Brexit Negotiations, Europol And The Fear Of Missing Big Data

Yesterday, the Brexit negotiations started and they are as populistic as we already would expect it from UK’s new leader Theresa May—in the end she lurked to the EU that she would exit from Europol as well if negotiations are not reaching an acceptable agreement for them.

As observable already in the past few months, the British leadership is aiming to obey existing rules for an exit of a member state of the European Union by pressuring the remaining states.

It is understandable that the UK wants a new lucrative trade deal already during the negotiations of the exit; The chances to get a better deal while being in the EU is significantly better than directly after the exit negotiations.

Secondly, if a new trade deal would only be discussed afterwards, this would increase the chance that there would be a timeframe without any trade deal, causing a heavy impact on all UK businesses and its citizens due to much increased prices for imported goods and a decrease of exported goods due to missing commercial trade advantages (taxes, regulations).

Screenshot of independent.co.uk article mentioned above with highlighted text about the Article 50 letter from Theresa May regarding the Five Eyes exit and the theoretical implications for Europol

In times where more people live in fear of potential terror attacks than probably ever before in western Europe, Theresa May used an interesting strategy trying aiming to thread the EU and teased to cancel the membership of the UK at Europol, the European Police Office, that handles criminal intelligence and combats international organised crime. This institution is an important part of the security concept of Europe and has been a mostly successful concept so far. The exit of the UK would mean that one of the Five Eyes alliance partners would stop sharing data with Europol.

From a privacy-view the exit of the UK from Europol would not be a huge loss. The British intelligence services have played a big role of unsubstantiated mass-spying on European citizens and sharing this data with world-wide agencies.

On the other hand losing an intelligence partner is a huge loss for an institution that relies on external partners’ research, data. Europol needs cooperative members to be efficient by the pretty formalised definition of how they can operate. The loss of one of the biggest partners would certainly have an impact on the institution.

The European Union however decided to deal with the various threads of May with a solid, strong and unified reply: The EU refuses to be blackmailed and instead will, as requested by the UK’s leadership, follow a hard, proper exit of the member state.

Populistic voices claim that losing one of the Five-Eyes would have a huge impact on European peoples’ safety. But while losing a big partner will have an impact on how intelligence parties work today, it only means one thing: Intelligence agencies and authorities like Europol need to focus on their core business again.

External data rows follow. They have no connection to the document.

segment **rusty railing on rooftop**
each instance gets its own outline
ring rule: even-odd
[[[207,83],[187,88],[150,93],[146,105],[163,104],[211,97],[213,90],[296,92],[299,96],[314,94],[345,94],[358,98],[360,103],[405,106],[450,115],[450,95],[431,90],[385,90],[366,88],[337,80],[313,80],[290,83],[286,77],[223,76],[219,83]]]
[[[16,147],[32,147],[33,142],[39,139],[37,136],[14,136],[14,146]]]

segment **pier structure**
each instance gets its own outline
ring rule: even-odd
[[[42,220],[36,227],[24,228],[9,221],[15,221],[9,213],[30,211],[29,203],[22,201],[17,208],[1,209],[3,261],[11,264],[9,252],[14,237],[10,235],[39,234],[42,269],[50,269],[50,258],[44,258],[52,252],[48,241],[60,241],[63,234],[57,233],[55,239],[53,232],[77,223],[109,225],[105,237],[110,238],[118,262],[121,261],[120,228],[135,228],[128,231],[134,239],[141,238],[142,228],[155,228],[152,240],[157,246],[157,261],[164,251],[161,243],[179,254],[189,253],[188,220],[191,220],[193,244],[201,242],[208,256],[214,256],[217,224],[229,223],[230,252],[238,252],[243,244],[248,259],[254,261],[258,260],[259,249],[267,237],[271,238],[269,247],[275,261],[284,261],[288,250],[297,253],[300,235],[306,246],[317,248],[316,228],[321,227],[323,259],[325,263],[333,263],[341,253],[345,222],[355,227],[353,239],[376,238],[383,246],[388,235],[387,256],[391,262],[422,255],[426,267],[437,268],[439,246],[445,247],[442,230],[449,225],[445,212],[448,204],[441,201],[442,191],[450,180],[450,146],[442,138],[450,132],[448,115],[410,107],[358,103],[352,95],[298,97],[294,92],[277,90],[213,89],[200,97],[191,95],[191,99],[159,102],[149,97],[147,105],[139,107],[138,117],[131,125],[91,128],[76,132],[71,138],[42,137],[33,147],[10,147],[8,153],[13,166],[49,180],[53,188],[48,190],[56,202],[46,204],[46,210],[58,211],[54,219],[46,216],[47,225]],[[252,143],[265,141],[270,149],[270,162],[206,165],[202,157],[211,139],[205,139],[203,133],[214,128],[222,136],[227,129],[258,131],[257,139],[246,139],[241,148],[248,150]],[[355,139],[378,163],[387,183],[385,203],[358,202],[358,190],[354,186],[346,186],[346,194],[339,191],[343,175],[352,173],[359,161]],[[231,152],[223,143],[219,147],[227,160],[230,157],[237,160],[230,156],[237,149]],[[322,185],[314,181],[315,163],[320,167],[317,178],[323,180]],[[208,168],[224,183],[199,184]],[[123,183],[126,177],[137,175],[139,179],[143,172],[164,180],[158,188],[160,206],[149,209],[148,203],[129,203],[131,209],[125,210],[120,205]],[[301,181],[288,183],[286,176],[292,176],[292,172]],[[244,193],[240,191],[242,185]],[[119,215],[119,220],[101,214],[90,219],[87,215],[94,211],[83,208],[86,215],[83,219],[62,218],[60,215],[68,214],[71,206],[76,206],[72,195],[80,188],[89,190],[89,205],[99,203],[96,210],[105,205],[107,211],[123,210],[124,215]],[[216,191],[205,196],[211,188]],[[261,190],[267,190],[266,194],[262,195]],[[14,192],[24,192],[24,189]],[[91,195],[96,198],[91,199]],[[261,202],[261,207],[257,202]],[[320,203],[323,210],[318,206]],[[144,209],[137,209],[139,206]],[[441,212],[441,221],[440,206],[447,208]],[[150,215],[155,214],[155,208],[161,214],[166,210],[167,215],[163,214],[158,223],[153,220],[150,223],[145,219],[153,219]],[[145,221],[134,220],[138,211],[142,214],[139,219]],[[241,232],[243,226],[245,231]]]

Instead of grabbing mass data from random citizens of the Union that they aren’t able to process, they need to focus on specific targets and use only the data that they can deal with to get more efficient again.

What currently happens in Western Europe is the spread of fear through governments, intelligence and police agencies, newspapers and some politicians. The claim for broader mass-surveillance is a constant one and has an ever growing impact on the remaining privacy of honest and law-abiding citizens. Since Edward Snowden leaked a lot of internals from various world-wide intelligence agencies we know that they are not able to deal with the already existing amount of data which is why they as well have big hopes for Artificial Intelligence. More data at the moment would mean even less efficiency because the more data one has to search a threat in, the harder it gets. We all know that from our own daily work and it is no different for the people and Computer working for authorities.

Big data is not always the best choice and as proven in many cases, less data can make people and therefore institutions more efficient—which in this case could resolve in more reliable intelligence with better privacy protection of harmless citizens.
Populism and its broad claims do not mean you can do whatever you wish to do. Who knows what would have happened if UK’s leadership hadn’t enforced a hard exit from the EU, but it is only reasonable that now the European states will, as requested, stay hard and follow the European laws for the process.